Son on gün içinde açlık grevine giden dört mahkum hayatını kaybetti. Zülküf Gezen, Ayten Beçet ve Zehra Sağlam’ın ardından Mardin E Tipi Kapalı Cezaevi’nde kalan Medya Çınar’ın da ‘tecridi protesto etmek’ için yaşamını sonlandırdığı bildirildi. Romancı yazar Oyaz Baydar t24’de bu ölümlere dikkat çeken bir yazı kaleme aldı. Oya Baydar’ın “Ölümlere dur demeyen herkes sorumludur” başlıkla yazısından bir bölüm şöyle:
HDP Milletvekili Leyla Güven’in açlık grevi 139. gününü doldururken, “Aslolan hayattır” diyenlerin korktuğu kötü haberler peş peşe gelmeye başladı: Öcalan üzerindeki tecridin kaldırılması talebiyle hapishanelerde ve dışarda başlatılan açlık grevleri yer yer intihar eylemlerine dönüştü. Yeni ölüm haberleri gelmeden, intiharları ve açlık grevlerini durdurmak için elden gelen her şeyi acilen yapmanın zamanıdır.

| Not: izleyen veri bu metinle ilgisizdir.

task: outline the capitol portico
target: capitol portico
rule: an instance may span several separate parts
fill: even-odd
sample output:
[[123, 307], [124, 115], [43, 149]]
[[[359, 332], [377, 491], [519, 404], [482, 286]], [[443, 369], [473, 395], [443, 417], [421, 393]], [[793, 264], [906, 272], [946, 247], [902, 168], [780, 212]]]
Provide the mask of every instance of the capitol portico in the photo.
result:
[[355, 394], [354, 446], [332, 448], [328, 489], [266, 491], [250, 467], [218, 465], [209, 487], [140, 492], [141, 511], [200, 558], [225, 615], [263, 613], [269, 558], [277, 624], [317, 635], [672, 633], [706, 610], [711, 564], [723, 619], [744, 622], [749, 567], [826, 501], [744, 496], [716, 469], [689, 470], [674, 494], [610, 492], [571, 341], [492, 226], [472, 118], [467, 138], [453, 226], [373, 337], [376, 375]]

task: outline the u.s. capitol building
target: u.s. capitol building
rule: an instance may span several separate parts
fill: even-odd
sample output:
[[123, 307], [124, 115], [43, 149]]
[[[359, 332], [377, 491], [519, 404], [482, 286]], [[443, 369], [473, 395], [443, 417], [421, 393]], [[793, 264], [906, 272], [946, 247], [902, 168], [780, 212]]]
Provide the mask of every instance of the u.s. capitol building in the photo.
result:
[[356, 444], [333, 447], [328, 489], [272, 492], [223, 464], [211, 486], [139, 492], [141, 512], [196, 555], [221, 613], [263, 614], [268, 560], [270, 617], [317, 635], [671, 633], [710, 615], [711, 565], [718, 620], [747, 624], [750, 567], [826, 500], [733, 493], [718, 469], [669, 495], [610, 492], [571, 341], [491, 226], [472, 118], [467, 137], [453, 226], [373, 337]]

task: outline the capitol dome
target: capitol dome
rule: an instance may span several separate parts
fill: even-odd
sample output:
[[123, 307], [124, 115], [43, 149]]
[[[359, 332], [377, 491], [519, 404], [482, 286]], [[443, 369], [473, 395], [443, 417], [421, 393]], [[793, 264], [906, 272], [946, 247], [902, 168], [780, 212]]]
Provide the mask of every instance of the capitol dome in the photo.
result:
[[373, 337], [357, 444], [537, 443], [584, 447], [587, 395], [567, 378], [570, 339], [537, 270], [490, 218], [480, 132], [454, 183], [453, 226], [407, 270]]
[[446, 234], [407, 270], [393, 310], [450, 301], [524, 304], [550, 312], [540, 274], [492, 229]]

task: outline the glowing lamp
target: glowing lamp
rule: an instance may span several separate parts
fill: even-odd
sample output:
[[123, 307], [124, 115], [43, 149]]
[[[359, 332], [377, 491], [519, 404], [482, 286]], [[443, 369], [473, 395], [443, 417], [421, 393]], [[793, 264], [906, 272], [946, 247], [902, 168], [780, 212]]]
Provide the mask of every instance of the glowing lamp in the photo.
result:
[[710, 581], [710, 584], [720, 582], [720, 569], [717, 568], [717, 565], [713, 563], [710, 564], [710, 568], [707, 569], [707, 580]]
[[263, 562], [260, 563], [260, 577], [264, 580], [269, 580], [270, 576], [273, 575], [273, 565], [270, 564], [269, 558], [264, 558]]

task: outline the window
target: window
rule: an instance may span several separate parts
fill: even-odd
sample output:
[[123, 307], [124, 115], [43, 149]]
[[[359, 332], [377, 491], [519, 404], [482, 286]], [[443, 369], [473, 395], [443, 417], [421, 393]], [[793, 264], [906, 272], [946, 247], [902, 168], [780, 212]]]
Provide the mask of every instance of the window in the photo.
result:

BU DEVLETİ HİÇ Mİ TANIMIYORLAR?
Duyarlı kişiler, örgütler, insan hakları dernekleri, sivil toplum kuruluşları baştan beri devlete, iktidara seslenmeye çalıştılar. Başvurmadık yetkili, aşındırmadık kapı kalmadı. İnsan yaşamını hiçe sayan devlet ve zihniyet beklendiği gibi sağır dilsiz kaldı. Bu köşede defalarca, geçmişten örnekler vererek yazıldı; açlık grevlerinin yaygınlaştırılması kararını alanların bu devleti hiç mi tanımadıkları soruldu (ki onlarca yıldır en çok onlar, yani Kürt hareketi maruz kalmıştı devlet zulmüne). 1999’da F tipi direnişlerinde 143 gencecik insanın ölümünü duyarsızca seyretmiş yüce Türk devleti, bugünün kıyaslanmayacak kadar kötü toplumsal-siyasal ortamında, Kürt sorununu savaşla, şiddetle çözmeye yeltenirken mi rikkate gelecekti?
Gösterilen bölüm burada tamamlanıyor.